Bahkan ia terus mempertahankan pendapatnya, meskipun banyak di antara para
perawi hadis pada masa itu yang lantas sependapat dengan al Makmun.
Baru pada tahun 233 H
kebijaksanaan mihnah dihapuskan oleh khalifah al Mutawakkil dan Ahmad pun
dibebaskan. Abu Ya’qub Yusuf bin Yahya al Buwaiti (w. 231 H), murid terbesar
asy Syafi’i, di akhir hayatnya menjadi korban mihnah (inkusisi) karena
mempertahankan pendapatnya bahwa Alquran bukan makhluq (tidak diciptakan,
karena Alquran adalah kalam Allah, sedangkan Allah SWT adalah pencipta). Ia
kemudian dipenjara hingga wafat.[10]
B. Islam Sebagai Sumber
Kepercayaan
Aliran Utama dan Pendekatannya
a.
Aliran Khawarij
Aliran ini lahir bersamaan dengan lahirnya Syi’ah yakni pada masa Ali bin
Abi Thalib r.a. Orang-orang Khawarij dulunya adalah pendukung Ali, meskipun
demikian Syi’ah datang lebih dahulu dari pemikiran Khawarij.[11]
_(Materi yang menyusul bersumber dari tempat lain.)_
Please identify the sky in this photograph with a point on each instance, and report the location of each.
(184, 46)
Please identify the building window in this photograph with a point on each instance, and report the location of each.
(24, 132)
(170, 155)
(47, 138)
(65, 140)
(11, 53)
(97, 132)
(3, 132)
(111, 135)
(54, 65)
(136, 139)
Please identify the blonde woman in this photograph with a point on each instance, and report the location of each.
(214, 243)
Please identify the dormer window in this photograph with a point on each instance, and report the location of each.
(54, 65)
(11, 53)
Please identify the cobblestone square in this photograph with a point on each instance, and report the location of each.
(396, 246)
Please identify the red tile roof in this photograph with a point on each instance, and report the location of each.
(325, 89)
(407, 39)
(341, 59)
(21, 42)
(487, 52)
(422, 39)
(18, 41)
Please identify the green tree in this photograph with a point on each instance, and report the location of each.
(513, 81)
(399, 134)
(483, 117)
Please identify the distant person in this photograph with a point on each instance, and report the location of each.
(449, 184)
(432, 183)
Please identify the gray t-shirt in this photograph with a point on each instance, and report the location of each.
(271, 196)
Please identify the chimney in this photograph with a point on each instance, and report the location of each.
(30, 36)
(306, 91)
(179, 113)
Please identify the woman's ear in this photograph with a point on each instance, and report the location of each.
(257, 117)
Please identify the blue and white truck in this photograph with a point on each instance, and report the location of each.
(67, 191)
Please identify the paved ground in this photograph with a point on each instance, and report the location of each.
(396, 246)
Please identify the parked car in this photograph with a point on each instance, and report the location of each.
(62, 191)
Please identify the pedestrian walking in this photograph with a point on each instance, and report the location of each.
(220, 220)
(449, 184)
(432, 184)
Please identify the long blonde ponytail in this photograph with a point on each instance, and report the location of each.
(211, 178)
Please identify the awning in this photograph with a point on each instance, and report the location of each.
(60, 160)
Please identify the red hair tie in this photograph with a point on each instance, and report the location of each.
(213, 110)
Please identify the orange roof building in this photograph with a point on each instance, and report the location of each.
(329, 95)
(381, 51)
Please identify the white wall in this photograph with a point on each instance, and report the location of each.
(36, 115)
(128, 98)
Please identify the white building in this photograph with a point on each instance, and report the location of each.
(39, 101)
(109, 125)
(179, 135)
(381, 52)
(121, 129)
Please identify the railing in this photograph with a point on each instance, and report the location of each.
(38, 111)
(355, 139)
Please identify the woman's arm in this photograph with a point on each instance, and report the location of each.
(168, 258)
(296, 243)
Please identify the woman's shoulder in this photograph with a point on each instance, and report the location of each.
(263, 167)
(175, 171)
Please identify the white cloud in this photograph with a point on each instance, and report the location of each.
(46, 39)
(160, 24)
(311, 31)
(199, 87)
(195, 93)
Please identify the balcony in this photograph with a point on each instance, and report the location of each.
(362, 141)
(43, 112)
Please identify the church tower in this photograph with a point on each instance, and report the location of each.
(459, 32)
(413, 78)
Timbulnya aliran ini adalah akibat dari peristiwa tahkim (arbitrase), Khawarij
menghukum para peserta tahkim sebagai orang-orang yang telah menjadi kafir.
Sekte-sekte dalam aliran ini di antaranya ialah Muhakkimah, Azariqah, Najdat,
Bahaisiyah, Ajaridah, Tsalabah, Ibadhiyah, dan sufriyah.
b. Aliran Murji’ah
Pemimpin utama mazhab Murji’ah ialah Hasan bin Bilal al Muzni, Abu Sallat
al Samman, dan Dirar bin Umar. Tokoh Murji’ah yang moderat antara lain adalah
Hasan bin Muhammad bin Ali bin Abi Thalib. Sedangkan yang ekstrem antara lain
ialah Jaham bin Shafwan. Ajaran-ajaran pokok Murji’ah dapat disimpulkan sebagai
berikut: iman hanya membenarkan (pengakuan) di dalam hati; orang Islam yang
melakukan dosa besar tidak dihukumkan kafir, muslim tersebut tetap mukmin
selama ia mengakui dua kalimah syahadat; dan hukum terhadap perbuatan manusia
ditangguhkan hingga hari kiamat.
c. Aliran Mu’tazilah
Tokoh aliran Mu’tazilah banyak jumlahnya dan masing-masing mempunyai
pikiran dan ajaran-ajaran sendiri yang berbeda dengan tokoh-tokoh sebelumnya
atau tokoh-tokoh pada masanya, sehingga masing-masing tokoh mempunyai aliran
sendiri. Dari segi geografis, aliran Mu’tazilah dibagi menjadi dua yaitu aliran
Mu’tazilah Basrah dan aliran Mu’tazilah Bagdad. [12]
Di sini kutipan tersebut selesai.